The speakers came up with different definitions of AI stemming from the narrow understanding of machine learning and decision-making algorithms, to the broader one of ‘digital intelligence’ which encompasses the technical infrastructure and the use of data. Mr Paul Nemitz (Principal Adviser at the European Commission, Directorate-General for Justice and Consumers) clarified that although the EU’s High-level Group on Artificial Intelligence has identified a precise understanding of the technology, in the EU there is currently no legally binding definition of AI.
To launch the discussion, panellists started considering the issues that they deem most pressing in terms of data governance, AI, and human rights. Some of them mentioned the importance of addressing the transparency and accountability gap that exists in the programming and functioning of algorithms. Ms Renata Avila, (Director, Smart Citizenship Foundation) also warned the audience against the possible distorting effects of AI towards equality: ‘There is a risk that AI would augment inequality’, and against the automated manipulation of information since algorithms are now curating people’s access to information.
Speakers also stressed the importance of having a human-centred AI in the sense that it is important to assess the impact that AI will have on the individuals as rights holders. Mr Markus Beeko (Secretary-General, Amnesty Germany) stressed the importance of ranking the impact that AI may have on human rights and according to that also define different levels of regulation and oversight. Nemitz added that the upcoming challenge will be how to operationalise existing principles such as data protection and privacy into AI systems and regulations. Mr Jai Vipra (Research Associate, IT for Change) also raised concern over AI’s impact on development and climate.

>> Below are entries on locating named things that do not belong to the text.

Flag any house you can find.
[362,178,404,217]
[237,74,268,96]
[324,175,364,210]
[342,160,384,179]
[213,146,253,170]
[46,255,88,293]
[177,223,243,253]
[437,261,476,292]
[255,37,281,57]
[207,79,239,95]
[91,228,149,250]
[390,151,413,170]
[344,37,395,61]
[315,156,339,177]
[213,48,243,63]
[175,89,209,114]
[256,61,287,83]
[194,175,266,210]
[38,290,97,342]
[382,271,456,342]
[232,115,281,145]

Should the use of AI be banned for certain purposes or at least limited due to human rights risks?
There was broad consensus among the panellists that regulation is needed for AI, especially on those specific applications that threaten fundamental human rights. This is the case for the lethal autonomous weapons systems (LAWS) which should be regulated with a legally binding instrument. Avila pointed out that some of the AI applications are already discussed at some fora (e.g. in trade discussions), therefore it will be difficult to develop global regulations limiting AI applications when some of these applications seem to be accepted in specific contexts. Nemitz also noted that the General Data Protection Regulation (GDPR) does not cover technology itself, therefore it is possible to legally produce technology and use it for illegal purposes (e.g. mass surveillance).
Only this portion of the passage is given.